The photographs in this posting are for illustration purposes only, and are not photos of the person named in the article.
Ashley Skiby, 22, went into the Connected Wireless store at the Gateway Mall in Salt Lake City, Utah, to trade in her old phone for credit toward a new phone and Sprint calling plan. At the time her phone was dead, so she told store manager Matthew Kuyath she wanted to recharge it and delete some photos of herself of a "sensitive nature." Kuyath assured her no one would look at her photos, that they were done as a "mass deletion."

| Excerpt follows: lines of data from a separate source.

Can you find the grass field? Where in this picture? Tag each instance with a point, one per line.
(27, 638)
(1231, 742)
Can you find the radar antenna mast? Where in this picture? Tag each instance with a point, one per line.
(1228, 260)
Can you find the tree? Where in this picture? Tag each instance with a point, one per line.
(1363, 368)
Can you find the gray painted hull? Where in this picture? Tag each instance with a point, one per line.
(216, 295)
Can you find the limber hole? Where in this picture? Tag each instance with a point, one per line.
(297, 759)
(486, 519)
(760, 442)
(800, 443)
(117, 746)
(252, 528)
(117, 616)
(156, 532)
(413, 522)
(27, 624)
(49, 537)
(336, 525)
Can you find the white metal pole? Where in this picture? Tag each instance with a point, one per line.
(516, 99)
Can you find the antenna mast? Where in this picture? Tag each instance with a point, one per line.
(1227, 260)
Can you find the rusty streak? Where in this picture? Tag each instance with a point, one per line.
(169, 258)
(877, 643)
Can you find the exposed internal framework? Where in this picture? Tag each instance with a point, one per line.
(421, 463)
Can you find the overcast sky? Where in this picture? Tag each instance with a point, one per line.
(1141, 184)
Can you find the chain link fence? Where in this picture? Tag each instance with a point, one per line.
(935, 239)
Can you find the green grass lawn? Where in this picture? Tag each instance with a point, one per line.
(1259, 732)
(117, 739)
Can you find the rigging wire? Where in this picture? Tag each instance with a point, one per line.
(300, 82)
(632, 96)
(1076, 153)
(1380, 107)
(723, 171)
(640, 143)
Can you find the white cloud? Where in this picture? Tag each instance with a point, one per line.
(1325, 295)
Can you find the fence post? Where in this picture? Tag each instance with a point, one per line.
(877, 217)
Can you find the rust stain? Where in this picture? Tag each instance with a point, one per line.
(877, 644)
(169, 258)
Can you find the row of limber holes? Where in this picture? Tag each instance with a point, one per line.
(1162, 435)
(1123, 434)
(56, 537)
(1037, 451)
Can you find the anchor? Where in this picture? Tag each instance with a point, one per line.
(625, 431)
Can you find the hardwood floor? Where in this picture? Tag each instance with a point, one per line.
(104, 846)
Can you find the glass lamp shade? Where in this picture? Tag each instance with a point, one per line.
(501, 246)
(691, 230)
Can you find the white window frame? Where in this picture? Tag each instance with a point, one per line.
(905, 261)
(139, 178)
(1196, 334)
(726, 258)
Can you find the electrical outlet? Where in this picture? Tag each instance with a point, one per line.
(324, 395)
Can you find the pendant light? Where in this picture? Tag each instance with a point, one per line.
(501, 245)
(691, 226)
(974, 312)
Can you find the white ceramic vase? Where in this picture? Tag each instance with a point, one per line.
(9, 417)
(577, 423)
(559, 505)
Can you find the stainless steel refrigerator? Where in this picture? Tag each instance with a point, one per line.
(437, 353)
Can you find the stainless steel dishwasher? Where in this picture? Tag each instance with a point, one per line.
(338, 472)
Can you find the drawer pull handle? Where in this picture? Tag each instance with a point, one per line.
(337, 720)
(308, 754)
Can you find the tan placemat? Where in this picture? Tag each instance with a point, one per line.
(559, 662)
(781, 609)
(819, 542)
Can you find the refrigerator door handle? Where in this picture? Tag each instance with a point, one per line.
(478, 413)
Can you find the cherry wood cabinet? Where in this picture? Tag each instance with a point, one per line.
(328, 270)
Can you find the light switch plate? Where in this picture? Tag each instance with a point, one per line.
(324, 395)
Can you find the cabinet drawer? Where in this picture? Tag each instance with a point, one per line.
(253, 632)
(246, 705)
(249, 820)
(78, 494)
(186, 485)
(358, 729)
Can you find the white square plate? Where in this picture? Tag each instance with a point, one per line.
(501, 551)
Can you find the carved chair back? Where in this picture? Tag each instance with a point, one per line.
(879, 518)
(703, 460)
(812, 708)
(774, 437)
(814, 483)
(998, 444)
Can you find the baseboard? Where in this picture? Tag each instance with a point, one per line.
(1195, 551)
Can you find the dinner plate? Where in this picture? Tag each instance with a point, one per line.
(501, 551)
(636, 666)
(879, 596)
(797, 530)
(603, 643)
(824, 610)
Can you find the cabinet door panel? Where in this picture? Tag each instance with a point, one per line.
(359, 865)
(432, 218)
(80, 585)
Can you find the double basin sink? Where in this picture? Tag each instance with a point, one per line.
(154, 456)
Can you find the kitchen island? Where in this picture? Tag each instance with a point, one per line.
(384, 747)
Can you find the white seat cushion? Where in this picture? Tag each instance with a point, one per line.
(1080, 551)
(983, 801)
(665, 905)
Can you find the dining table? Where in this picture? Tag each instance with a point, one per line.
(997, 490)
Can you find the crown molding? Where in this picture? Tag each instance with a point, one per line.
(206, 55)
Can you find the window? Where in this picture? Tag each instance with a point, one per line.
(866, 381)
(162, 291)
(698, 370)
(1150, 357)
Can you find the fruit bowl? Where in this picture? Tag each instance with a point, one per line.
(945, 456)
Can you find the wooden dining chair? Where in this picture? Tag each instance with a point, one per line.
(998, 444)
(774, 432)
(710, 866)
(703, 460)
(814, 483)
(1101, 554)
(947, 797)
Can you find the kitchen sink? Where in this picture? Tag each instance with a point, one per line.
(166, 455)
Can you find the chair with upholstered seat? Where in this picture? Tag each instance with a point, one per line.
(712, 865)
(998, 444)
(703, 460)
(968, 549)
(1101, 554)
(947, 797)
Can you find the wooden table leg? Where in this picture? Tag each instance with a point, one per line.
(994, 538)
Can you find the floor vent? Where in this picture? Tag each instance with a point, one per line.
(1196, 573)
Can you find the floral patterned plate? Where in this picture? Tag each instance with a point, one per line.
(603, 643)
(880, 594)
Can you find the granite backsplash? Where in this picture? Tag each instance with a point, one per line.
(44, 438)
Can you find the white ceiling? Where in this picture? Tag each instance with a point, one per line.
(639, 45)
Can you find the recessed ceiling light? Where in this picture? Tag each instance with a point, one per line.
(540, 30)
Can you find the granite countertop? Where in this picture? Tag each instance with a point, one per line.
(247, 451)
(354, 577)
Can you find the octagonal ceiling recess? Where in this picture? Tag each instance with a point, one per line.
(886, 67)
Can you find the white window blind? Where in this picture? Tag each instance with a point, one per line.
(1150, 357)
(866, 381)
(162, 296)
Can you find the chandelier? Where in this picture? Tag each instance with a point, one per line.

A few days later Skiby went back to the store with a relative, and saw another employee helping a customer delete photos from a phone. She saw her old phone sitting where she'd left it. She again expressed her desire to delete the photos, but Kuyath told her that the phone was now property of Sprint.
Less than a month later Ashley Skiby bumped into Matthew Kuyath at the mall. After a conversation, Kuyath got out his phone and showed Skiby several of the pictures she'd been worried about, now displayed on his phone. Later on that day Kuyath sent Skiby a message containing one of her pictures.
According to The Salt Lake Tribune of November 2, 2009, in a copyrighted article by Erin Alberty, Skiby is suing Sprint-Nextel and the store. Matthew Kuyath, who is a convicted sex offender, was fired from the Connected Wireless store earlier this year.
This should be a cautionary tale about the dangers of taking pictures of yourself that you wouldn't want others to see.
I have a feeling many of these pictures, available on several web sites on the Internet, weren't meant to be seen in public. In many cases I believe that girls take pictures of themselves for boyfriends or husbands, either at the guy's request or as a way of being provocative. At some point those pictures might "escape" the private domain and become public property on the far-reaching world wide web.
The pictures I've used as examples are actually tame. If you've seen many of these pictures you know there are a lot out there that show a whole lot more than these.
First of all, girls, thank you for taking these pictures so I can see them. Sorry if you're embarrassed, but if it helps, you're beautiful.
Second, when you take these pictures and send them to someone just figure you are sending them out to the entire world. As soon as you say, "Now, don't show these to anyone...these are just for you," your boyfriend is hitting the upload button to a site that specializes in this sort of photo.